Something that crops up again and again when discussing vSphere designs with customers is whether on not they should enable (Inter-VM) TPS (Transparent Page Sharing) as since the end of 2014 VMware decided to disable TPS by default.
To understand if you should enable TPS you need to firstly understand what it does. TPS is quite a misunderstood beast as many people contribute a 20-30% memory overcommitment too TPS where in reality it’s not even close to that. That is because TPS only comes in to effect when the ESXi host is close to memory exhaustion. TPS would be the first trick in the box that ESXi uses to try to reduce the memory pressure on the host, if it can not do this then the host would then start ballooning. This would be closely followed by compression and then finally swapping, none of which are cool guys!
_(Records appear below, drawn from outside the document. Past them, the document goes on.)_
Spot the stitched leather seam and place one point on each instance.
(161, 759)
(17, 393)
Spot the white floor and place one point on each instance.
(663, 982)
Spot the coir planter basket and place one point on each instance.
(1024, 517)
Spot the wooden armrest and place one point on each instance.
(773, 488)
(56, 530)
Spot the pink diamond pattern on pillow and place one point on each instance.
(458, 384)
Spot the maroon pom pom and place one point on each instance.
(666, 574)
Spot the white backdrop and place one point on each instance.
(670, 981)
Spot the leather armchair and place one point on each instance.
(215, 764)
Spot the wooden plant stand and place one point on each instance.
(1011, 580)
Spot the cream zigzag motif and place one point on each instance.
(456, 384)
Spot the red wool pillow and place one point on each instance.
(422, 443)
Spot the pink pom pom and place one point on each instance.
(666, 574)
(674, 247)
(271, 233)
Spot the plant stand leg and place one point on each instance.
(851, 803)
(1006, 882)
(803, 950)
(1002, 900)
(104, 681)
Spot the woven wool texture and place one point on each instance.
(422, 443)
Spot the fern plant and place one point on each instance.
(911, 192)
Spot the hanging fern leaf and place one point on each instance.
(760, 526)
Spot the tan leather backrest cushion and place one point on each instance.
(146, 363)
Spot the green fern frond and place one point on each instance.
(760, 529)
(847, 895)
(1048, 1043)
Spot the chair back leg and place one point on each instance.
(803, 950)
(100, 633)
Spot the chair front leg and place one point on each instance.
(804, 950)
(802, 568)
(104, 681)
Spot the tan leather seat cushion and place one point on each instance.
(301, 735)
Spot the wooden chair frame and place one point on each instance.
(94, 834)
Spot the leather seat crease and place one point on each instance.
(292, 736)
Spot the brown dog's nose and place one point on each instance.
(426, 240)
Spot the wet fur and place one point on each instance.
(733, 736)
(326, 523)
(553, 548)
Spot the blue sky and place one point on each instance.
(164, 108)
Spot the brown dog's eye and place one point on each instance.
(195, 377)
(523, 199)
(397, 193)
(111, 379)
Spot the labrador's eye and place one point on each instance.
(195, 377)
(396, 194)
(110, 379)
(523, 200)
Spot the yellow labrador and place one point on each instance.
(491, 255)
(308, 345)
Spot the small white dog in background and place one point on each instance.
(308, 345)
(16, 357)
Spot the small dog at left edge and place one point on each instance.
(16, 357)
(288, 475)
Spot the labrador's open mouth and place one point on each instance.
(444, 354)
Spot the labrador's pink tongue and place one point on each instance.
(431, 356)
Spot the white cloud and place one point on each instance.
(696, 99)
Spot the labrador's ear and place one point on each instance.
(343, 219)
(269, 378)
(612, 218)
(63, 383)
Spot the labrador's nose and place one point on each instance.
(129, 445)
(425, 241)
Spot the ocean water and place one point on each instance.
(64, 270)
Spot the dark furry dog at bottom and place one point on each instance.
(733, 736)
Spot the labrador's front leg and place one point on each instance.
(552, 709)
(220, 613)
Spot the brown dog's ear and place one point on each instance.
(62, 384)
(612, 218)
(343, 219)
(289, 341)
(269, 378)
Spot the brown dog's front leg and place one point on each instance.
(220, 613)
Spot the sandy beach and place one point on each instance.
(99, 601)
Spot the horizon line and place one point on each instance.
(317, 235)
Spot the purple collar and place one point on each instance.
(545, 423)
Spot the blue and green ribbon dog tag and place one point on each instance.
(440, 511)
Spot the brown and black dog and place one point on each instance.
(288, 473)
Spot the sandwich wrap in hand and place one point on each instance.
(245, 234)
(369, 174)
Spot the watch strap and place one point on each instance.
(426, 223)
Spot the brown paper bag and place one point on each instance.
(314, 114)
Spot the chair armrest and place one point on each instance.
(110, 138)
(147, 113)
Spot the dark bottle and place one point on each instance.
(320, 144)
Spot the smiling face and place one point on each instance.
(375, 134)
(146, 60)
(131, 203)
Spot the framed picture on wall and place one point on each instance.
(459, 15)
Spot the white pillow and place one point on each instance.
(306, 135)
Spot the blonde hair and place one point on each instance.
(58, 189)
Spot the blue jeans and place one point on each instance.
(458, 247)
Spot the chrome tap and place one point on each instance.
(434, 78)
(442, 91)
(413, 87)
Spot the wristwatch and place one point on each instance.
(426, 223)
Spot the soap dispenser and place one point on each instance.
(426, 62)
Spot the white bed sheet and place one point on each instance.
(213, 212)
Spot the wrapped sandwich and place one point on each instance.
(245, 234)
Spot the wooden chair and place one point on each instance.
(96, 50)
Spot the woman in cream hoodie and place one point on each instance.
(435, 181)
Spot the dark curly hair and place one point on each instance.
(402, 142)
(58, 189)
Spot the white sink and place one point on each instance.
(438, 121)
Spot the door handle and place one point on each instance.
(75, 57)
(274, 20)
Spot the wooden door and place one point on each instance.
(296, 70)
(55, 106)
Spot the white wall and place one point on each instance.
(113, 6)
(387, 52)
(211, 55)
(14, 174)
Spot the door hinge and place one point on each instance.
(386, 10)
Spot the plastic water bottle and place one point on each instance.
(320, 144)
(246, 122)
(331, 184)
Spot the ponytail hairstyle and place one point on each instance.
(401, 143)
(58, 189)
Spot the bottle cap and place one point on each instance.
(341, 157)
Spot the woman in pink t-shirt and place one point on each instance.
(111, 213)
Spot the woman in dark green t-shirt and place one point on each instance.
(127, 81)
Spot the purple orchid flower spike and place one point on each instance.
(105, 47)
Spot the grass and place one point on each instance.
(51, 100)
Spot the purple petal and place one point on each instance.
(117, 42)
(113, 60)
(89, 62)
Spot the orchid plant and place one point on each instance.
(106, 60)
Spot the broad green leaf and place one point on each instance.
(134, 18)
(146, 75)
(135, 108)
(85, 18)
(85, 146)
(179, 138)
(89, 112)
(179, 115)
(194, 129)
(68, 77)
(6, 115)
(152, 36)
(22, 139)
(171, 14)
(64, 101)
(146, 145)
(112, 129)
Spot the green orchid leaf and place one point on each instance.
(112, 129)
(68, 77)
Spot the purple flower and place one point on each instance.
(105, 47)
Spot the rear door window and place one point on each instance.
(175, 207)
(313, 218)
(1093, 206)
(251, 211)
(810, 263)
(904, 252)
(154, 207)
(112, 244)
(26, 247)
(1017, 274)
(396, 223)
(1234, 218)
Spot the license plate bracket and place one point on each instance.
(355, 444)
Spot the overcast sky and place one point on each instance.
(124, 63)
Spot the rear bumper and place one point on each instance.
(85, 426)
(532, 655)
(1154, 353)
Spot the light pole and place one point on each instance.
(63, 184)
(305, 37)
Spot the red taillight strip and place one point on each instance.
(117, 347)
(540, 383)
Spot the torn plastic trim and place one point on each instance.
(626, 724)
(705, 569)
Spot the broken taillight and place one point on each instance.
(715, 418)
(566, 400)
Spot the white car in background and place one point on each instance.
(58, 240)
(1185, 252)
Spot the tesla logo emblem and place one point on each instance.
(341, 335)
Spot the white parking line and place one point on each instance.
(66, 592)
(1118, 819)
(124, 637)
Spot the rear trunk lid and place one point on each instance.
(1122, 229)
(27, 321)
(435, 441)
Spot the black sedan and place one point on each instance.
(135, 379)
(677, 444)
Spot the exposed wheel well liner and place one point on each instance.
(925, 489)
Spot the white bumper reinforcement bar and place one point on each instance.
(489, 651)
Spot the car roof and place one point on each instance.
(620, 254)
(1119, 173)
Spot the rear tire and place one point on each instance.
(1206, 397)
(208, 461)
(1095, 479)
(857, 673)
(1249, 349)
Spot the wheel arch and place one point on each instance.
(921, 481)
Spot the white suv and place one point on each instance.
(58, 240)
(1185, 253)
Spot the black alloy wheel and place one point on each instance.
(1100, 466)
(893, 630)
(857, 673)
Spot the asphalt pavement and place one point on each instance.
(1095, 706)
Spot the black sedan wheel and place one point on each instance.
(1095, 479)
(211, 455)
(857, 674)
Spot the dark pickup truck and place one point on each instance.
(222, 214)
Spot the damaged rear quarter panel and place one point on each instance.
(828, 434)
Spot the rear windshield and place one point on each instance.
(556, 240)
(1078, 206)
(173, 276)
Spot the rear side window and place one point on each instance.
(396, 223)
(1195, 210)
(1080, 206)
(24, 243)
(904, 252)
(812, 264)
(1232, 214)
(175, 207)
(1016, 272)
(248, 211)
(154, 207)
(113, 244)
So should I enable (Inter-VM) TPS?… well as that great IT saying goes… it depends!
The reason VMware disabled (Inter-VM) TPS in the first place was because of their stronger stance on security (Their Secure by Default Stance), their concern was a man in the middle type attack could be launched and shared pages compromised. So in a nutshell, you need to consider the risk of enabling (Inter-VM) TPS. If you are running and offering a public cloud solution from your vSphere environment then it may be best to leave TPS disabled as you could argue you are under a greater risk of attack; and have a greater responsibility for your customers data.
If however you are running a private vSphere compute environment then the chances are only IT admins have access to the VM’s so the risk is much less. Therefore to reduce the risk of running in to any performance issues caused by ballooning and swapping you may want to consider enabling TPS, which would help mitigate against both of these.